His first marriage was bad as well, as his wife refused to take responsibility for their two children. Kallinger learned that holding a knife in his hand would help him achieve an erection for masturbation. He claimed that since the age of 15 he had hallucinations of God and the devil, and that these were responsible for the fires he’d set to burn down his building. (Schreiber ignores the fact that he gained quite a bit of money from insurance payouts.)
He detailed for Schreiber a long and complex history of hallucinations---which no one else had ever seemed to know about. By the winter of 1973-4, Kallinger believed he had a mandate to destroy mankind. He was supposed to kill everyone with a butcher knife, and he enlisted Michael as an accomplice. They would ride the bus to unfamiliar towns break into houses. Supposedly they successfully robbed dozens of homes throughout New Jersey and eastern Pennsylvania, although Schreiber fails to link a single incident to a police report.
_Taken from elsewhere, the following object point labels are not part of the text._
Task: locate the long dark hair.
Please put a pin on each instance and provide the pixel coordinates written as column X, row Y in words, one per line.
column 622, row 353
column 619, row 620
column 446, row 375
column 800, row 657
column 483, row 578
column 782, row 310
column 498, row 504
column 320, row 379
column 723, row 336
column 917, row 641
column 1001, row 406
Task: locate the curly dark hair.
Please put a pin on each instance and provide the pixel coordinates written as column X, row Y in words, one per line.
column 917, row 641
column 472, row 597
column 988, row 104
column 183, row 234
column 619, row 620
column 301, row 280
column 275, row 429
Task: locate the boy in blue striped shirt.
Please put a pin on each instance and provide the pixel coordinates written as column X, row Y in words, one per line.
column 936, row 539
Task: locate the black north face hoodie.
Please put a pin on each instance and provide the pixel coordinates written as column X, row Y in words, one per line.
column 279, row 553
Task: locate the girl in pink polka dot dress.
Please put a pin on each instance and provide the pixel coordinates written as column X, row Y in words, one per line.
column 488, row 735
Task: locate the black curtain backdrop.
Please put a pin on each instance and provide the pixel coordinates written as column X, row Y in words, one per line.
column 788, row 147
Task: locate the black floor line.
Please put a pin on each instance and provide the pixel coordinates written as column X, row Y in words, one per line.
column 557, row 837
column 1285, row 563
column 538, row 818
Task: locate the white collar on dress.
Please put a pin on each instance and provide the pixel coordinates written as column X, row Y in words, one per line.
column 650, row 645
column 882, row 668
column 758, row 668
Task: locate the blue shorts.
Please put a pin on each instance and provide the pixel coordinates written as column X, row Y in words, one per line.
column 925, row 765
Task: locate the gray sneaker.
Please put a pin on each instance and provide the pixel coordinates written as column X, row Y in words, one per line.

Regarding the third alleged murder, one day in July 1974, says Kallinger, he spotted Joe Collazo on Fifth Street in Philadelphia. Kallinger and Michael took the ten-year-old to an isolated area in an abandoned factory, snipped off his penis, shoved shears into his rectum, and killed him. If Schreiber had bothered to read the newspaper reports, she would have discovered that Kallinger’s facts were inconsistent with the actual findings.
Kallinger told her that he and Michael had also killed Joey. She wrote that the jury had accepted what the prosecutor’s team of experts had said merely because there were more of them than on the defense. She did not seem to understand that psychosis is not equivalent to legal insanity. Even in his confessions, Kallinger seems to know that what he did was wrong. Thus, he was sane.